🤖 AI Summary
This paper investigates the statistical performance of Sinkhorn iterations for estimating Schrödinger bridges in the two-sample setting: given finite independent samples of sizes $m$ and $n$ from the source and target distributions, respectively, it analyzes how intermediate Sinkhorn iterates affect estimation accuracy. The main contribution is the first derivation of an upper bound—$O(1/m + 1/n + r^{4k})$—on the squared total variation error of intermediate iterates, where $r < 1$ is the contraction rate and $k$ the number of iterations. This bound quantitatively characterizes the trade-off among sample size, iteration depth, and estimation bias. It unifies the statistical analysis of Sinkhorn bridges, entropically regularized optimal transport, and diffusion bridge estimators, thereby providing theoretical guidance for algorithmic parameter selection. Moreover, it establishes, from a statistical perspective, the validity and robustness of Sinkhorn bridges for estimating stochastic optimal transport paths under finite-sample settings.
📝 Abstract
The Schrödinger bridge problem seeks the optimal stochastic process that connects two given probability distributions with minimal energy modification. While the Sinkhorn algorithm is widely used to solve the static optimal transport problem, a recent work (Pooladian and Niles-Weed, 2024) proposed the Sinkhorn bridge, which estimates Schrödinger bridges by plugging optimal transport into the time-dependent drifts of SDEs, with statistical guarantees in the one-sample estimation setting where the true source distribution is fully accessible.
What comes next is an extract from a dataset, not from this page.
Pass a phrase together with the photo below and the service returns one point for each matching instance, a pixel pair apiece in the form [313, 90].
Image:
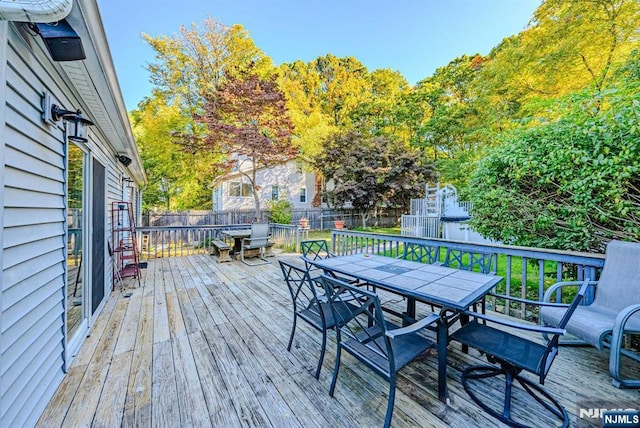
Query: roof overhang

In this work, to further justify this method, we study the statistical performance of intermediate Sinkhorn iterations in the two-sample estimation setting, where only finite samples from both source and target distributions are available. Specifically, we establish a statistical bound on the squared total variation error of Sinkhorn bridge iterations: $O(1/m+1/n + r^{4k})~(r in (0,1))$, where $m$ and $n$ are the sample sizes from the source and target distributions, respectively, and $k$ is the number of Sinkhorn iterations. This result provides a theoretical guarantee for the finite-sample performance of the Schrödinger bridge estimator and offers practical guidance for selecting sample sizes and the number of Sinkhorn iterations. Notably, our theoretical results apply to several representative methods such as [SF]$^2$M, DSBM-IMF, BM2, and LightSB(-M) under specific settings, through the previously unnoticed connection between these estimators.